他以為是小孩子頑劣,無奈地笑了笑,繼續往前走。

經過一條小巷口時,突然來了幾個彪形大漢擋住他們的去路。

周忍冬將袁岳拽到身後,手放在袋子附近,隨時準備撒毒藥。

他還沒來得及施展,大漢們便讓開了道,周沐苒帶著笑意走了上來。

“好久不見,我的好哥哥。”

周忍冬咬了咬唇,往後退了幾步,看著她款款走來,心情十分覆雜。

“你要做什麽?”

“自然是請哥哥回丞相府一趟。”周沐苒笑了笑,眼底的恨意翻湧,半點也不藏著,“畢竟,你娘親的墳墓也許久無人打理了。”

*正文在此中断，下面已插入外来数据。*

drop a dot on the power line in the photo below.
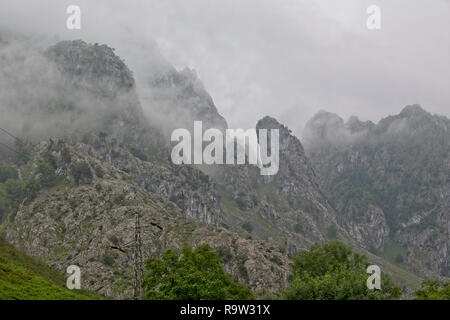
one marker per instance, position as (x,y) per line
(8,147)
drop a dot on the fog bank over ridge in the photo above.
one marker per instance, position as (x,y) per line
(287,61)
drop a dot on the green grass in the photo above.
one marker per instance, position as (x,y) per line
(23,278)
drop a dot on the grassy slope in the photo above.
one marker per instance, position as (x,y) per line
(23,278)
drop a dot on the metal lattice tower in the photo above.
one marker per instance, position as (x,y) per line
(137,258)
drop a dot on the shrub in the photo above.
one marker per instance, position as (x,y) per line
(81,172)
(194,275)
(247,226)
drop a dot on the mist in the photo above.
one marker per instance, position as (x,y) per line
(256,58)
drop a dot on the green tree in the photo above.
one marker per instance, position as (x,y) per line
(334,272)
(7,173)
(194,275)
(433,290)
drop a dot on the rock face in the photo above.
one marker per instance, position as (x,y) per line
(91,224)
(90,181)
(389,183)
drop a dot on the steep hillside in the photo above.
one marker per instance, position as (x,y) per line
(389,183)
(90,164)
(24,278)
(85,215)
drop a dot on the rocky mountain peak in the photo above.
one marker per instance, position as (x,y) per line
(414,110)
(92,63)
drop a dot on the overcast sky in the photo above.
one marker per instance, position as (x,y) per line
(284,58)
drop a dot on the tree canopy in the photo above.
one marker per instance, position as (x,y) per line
(433,290)
(193,275)
(334,272)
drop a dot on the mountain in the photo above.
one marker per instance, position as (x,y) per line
(73,198)
(389,183)
(91,173)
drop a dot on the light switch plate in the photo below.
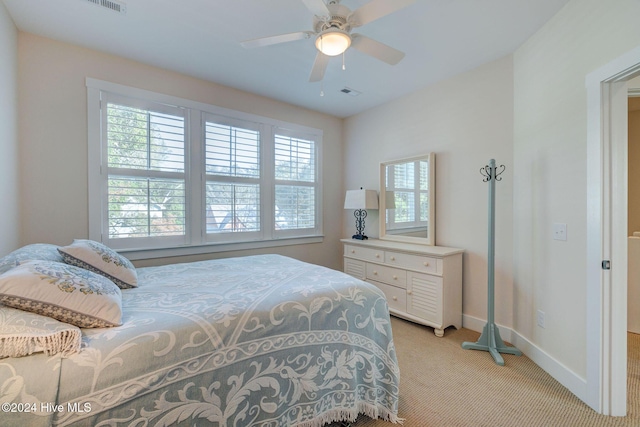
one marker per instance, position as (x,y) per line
(559,231)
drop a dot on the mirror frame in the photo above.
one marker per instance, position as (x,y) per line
(431,229)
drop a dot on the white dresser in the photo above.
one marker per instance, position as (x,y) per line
(422,283)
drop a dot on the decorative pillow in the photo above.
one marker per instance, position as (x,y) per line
(100,259)
(23,333)
(35,251)
(66,293)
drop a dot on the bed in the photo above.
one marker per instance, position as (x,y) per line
(253,341)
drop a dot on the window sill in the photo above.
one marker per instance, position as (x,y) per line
(140,254)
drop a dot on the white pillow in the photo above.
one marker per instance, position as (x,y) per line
(23,333)
(96,257)
(69,294)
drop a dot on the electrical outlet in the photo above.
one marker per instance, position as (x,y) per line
(559,231)
(541,318)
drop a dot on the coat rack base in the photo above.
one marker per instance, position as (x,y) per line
(491,341)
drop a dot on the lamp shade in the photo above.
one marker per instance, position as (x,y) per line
(361,199)
(333,42)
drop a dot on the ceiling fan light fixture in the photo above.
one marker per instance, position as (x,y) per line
(333,42)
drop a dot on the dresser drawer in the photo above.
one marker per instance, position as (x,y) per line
(355,268)
(424,264)
(365,254)
(389,275)
(396,297)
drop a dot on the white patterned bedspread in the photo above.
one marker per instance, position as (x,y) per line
(253,341)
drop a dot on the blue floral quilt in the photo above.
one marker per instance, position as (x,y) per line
(254,341)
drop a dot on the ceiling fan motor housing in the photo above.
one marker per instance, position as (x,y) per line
(338,19)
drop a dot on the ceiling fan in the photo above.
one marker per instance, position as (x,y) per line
(332,24)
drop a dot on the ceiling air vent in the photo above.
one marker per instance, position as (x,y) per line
(115,6)
(350,92)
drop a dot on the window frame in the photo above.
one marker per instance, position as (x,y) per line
(196,239)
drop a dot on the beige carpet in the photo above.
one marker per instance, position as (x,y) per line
(442,384)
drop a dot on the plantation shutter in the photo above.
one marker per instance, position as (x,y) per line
(233,178)
(295,183)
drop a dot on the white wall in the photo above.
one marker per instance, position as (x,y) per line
(9,213)
(53,138)
(633,169)
(466,120)
(550,155)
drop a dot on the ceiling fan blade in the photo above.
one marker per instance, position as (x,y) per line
(319,67)
(376,9)
(282,38)
(317,7)
(376,49)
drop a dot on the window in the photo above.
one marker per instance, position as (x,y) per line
(295,183)
(171,173)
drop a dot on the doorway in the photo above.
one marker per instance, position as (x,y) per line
(607,189)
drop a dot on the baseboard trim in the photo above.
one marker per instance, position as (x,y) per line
(569,379)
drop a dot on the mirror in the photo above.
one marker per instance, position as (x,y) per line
(408,199)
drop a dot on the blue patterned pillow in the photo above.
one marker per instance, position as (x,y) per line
(96,257)
(35,251)
(66,293)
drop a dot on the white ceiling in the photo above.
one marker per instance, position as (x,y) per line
(201,38)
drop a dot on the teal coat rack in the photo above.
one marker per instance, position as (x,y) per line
(490,338)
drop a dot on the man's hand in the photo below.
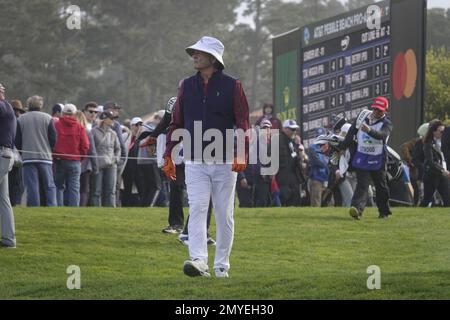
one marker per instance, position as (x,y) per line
(239,165)
(169,168)
(147,142)
(338,175)
(365,128)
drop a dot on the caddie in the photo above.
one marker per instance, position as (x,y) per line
(372,129)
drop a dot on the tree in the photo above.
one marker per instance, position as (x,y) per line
(438,28)
(437,103)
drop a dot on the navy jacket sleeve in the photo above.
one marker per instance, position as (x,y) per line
(383,133)
(52,135)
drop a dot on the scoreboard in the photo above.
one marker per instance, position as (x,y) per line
(344,72)
(337,66)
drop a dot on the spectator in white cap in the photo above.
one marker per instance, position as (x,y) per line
(8,126)
(70,150)
(219,102)
(289,177)
(91,110)
(36,135)
(131,179)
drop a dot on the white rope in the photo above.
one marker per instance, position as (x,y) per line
(82,157)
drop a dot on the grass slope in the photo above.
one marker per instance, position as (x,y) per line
(290,253)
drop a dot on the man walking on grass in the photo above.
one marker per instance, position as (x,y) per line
(218,102)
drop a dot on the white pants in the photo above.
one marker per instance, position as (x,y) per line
(203,182)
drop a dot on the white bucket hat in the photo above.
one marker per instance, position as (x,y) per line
(209,45)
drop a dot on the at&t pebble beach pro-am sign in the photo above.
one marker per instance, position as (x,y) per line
(344,62)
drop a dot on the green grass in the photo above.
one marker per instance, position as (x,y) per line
(292,253)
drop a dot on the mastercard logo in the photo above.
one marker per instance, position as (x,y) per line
(405,74)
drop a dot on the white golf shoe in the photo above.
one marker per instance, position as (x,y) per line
(196,268)
(221,273)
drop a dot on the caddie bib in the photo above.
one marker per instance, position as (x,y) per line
(370,152)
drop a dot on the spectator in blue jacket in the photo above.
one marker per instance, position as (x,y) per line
(36,136)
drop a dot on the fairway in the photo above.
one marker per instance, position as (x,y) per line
(289,253)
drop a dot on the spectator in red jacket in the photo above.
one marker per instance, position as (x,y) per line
(71,147)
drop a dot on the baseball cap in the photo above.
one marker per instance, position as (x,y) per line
(106,115)
(69,109)
(265,124)
(111,105)
(91,104)
(292,124)
(345,128)
(380,103)
(135,121)
(339,123)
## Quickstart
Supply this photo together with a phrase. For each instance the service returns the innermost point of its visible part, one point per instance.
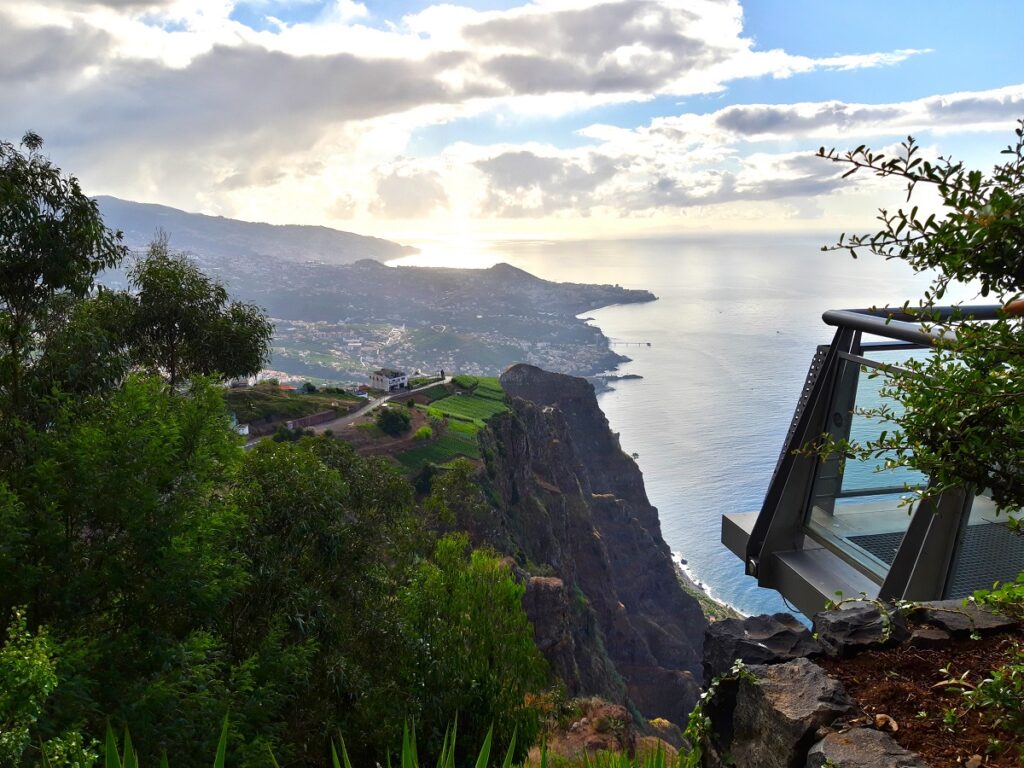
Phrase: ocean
(730, 339)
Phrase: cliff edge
(605, 600)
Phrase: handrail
(896, 324)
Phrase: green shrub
(393, 421)
(479, 658)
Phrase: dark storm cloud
(239, 99)
(569, 50)
(39, 53)
(522, 183)
(409, 196)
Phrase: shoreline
(714, 608)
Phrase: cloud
(34, 54)
(958, 111)
(409, 195)
(177, 101)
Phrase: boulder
(764, 639)
(928, 637)
(861, 748)
(857, 627)
(960, 620)
(775, 719)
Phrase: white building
(388, 379)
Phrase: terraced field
(475, 408)
(450, 445)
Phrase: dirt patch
(904, 684)
(375, 442)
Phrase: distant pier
(620, 343)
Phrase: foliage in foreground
(409, 755)
(962, 421)
(158, 574)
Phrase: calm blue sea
(731, 337)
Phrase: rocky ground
(869, 687)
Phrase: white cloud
(173, 100)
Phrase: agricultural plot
(444, 449)
(434, 393)
(469, 408)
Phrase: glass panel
(855, 506)
(987, 551)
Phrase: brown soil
(370, 443)
(901, 683)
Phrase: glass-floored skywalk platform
(843, 525)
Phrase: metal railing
(812, 529)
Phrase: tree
(478, 660)
(52, 245)
(393, 421)
(183, 325)
(963, 416)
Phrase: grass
(469, 408)
(409, 756)
(434, 393)
(265, 402)
(468, 428)
(372, 429)
(444, 449)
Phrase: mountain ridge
(219, 236)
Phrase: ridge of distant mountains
(220, 237)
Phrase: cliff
(605, 600)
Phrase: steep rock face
(574, 505)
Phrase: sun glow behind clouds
(309, 112)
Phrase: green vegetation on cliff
(157, 576)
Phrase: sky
(466, 121)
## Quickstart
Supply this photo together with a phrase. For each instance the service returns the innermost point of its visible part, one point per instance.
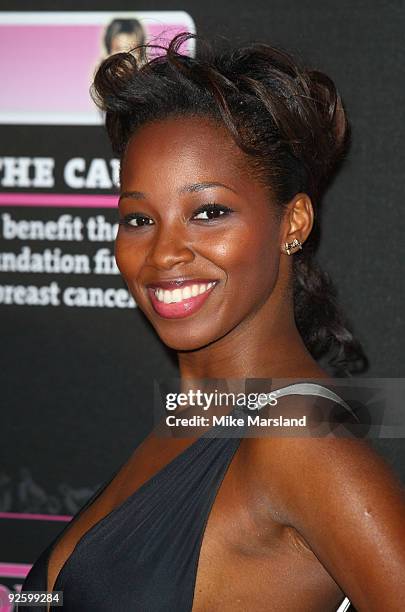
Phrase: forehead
(184, 147)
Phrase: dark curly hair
(289, 120)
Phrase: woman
(224, 160)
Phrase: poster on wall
(58, 222)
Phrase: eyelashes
(212, 212)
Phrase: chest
(201, 546)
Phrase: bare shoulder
(346, 503)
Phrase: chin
(180, 341)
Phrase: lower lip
(179, 310)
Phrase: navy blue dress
(143, 555)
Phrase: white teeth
(177, 295)
(186, 292)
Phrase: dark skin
(307, 523)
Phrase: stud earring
(295, 244)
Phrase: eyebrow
(194, 187)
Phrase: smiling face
(191, 210)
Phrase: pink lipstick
(185, 296)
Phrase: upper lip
(178, 282)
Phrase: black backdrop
(76, 385)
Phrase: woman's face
(173, 172)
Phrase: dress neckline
(150, 483)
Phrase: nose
(169, 248)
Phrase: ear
(298, 219)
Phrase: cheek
(248, 257)
(127, 256)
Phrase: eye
(212, 211)
(135, 220)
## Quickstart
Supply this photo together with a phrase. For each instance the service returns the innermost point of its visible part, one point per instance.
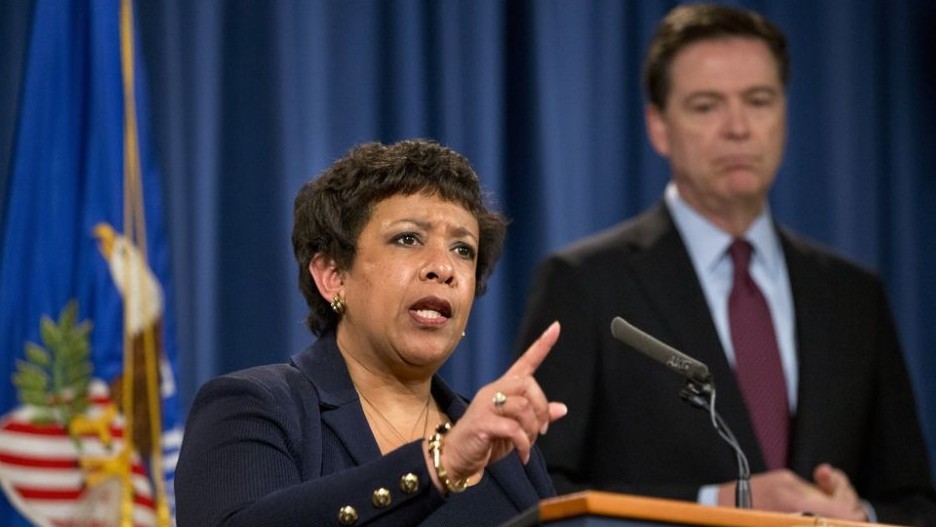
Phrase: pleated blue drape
(250, 99)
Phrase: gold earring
(338, 305)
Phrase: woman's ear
(328, 278)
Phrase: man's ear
(328, 278)
(656, 129)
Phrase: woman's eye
(465, 251)
(407, 238)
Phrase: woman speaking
(393, 245)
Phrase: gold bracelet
(436, 442)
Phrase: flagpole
(135, 228)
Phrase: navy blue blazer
(289, 445)
(629, 431)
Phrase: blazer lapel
(340, 405)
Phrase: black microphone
(699, 384)
(681, 363)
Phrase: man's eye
(702, 107)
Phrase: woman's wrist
(436, 448)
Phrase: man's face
(724, 126)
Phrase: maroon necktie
(757, 359)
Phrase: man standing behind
(801, 343)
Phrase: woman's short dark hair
(691, 23)
(331, 211)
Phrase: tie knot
(740, 252)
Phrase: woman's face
(410, 290)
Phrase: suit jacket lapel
(668, 279)
(812, 304)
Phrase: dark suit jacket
(288, 445)
(628, 430)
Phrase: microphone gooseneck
(699, 392)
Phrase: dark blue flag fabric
(89, 413)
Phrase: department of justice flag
(89, 415)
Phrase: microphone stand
(694, 393)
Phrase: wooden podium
(604, 509)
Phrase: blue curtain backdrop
(252, 98)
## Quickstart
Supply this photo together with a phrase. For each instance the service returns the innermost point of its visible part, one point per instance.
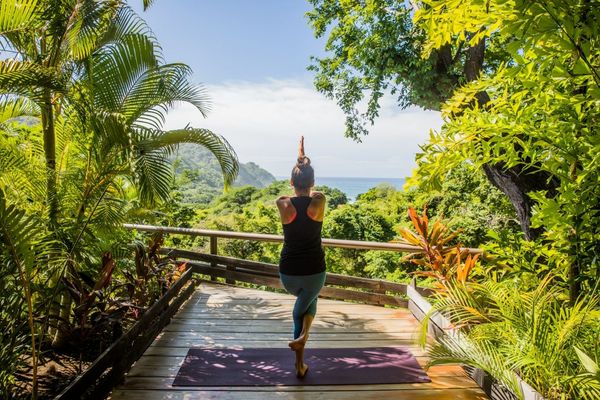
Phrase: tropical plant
(512, 333)
(438, 260)
(540, 116)
(377, 48)
(83, 95)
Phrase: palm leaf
(217, 145)
(23, 77)
(12, 107)
(162, 86)
(153, 176)
(18, 15)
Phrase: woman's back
(302, 252)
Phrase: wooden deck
(228, 316)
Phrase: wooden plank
(159, 350)
(158, 360)
(437, 382)
(327, 292)
(348, 394)
(87, 381)
(223, 316)
(170, 370)
(273, 270)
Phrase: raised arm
(287, 211)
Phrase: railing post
(213, 251)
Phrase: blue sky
(251, 55)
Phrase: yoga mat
(275, 366)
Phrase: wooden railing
(337, 286)
(110, 367)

周忍冬戒備地看她,不入她的圈套:“才沒有!羿……將軍一直找人看著,有打理的。”

周沐苒咬了咬牙,顯然沒想到以前畏畏縮縮的那個賤人,竟變得如此大膽。

“我、我會聽他的話,等以後將娘親的墳墓遷移出來,我再去給娘親賠罪。”

雖說傅羿岑找人看著,不讓周家的人亂來,可他要去掃墓,必然又得被費一番周折。

所以他很乖地聽了傅羿岑的話,私底下不跟周家的人打交道。

可……周家的人卻不會放過他。

也好。

他還想弄清楚娘親的事,就不能這麽被動。

“想要我回丞相府也好,你們將請帖送往將軍府,我會跟將軍一同去。”

說罷,他拉著袁岳往另一頭走。

周沐苒氣得跺腳:“你還真的無恥,只敢躲在男人身後。”

周忍冬笑了笑,停下腳步,故意刺激她:“我的男人願意讓我依靠,我為什麽不呢?”

“你!”周沐苒冷笑,“你別忘了,這原本不是你的。”

“是。”周忍冬絲毫不怕,懟了回去,“他是你不要的。所以,你後悔也沒用。”

“周忍冬!”周沐苒上前揚起手,一巴掌揮下來,全被袁岳抓住了手腕。

他到底練過武功,對付一個女子還是綽綽有餘。

見動了手,那幾個大漢馬上圍了過來。

“不過是用後面伺候人的賤人,待你殘花敗柳之時,我看你還怎麽得意。”

周忍冬見她口不擇言,無奈地嘆了一聲,搖頭:“我原以為你性格冷淡,但與周家其他人不同,還想著以後若能幫你尋一門好親事,看來……是我自作多情了。”

說著,周忍冬手一揮,躲在暗處的暗衛跳了下來,跟周沐苒喊來的大漢打了起來。

袁岳見況,連忙帶著周忍冬往另一頭跑。

巷子很長,另一頭卻越跑越深。

突然,一條麻袋從天而降,套在袁岳的頭上,幾個家丁打扮的人跳了下來,對著袁岳拳打腳踢。

“你們幹什麽?”

“沒幹什麽,不讓他出去告密啊。”

周仕歸背著手,從巷子中走來。

周忍冬深呼吸,看到他時身體還是不由自主出現一陣惡寒。

從小到大被這個人欺負得太過,幾次險些喪命,如今經歷了這麽多事情歸來,仍然難以坦然。

他心中生出了恨意,手習慣性往小包袱裏摸了摸,卻發現袋子裏的藥不翼而飛。

他努力回憶了一番,心咯噔一聲!

是那個撞了他的少年!

是他順走了自己的毒藥!

如今少了防身的藥,暗衛也被周沐苒聲東擊西引走,他孤立無援。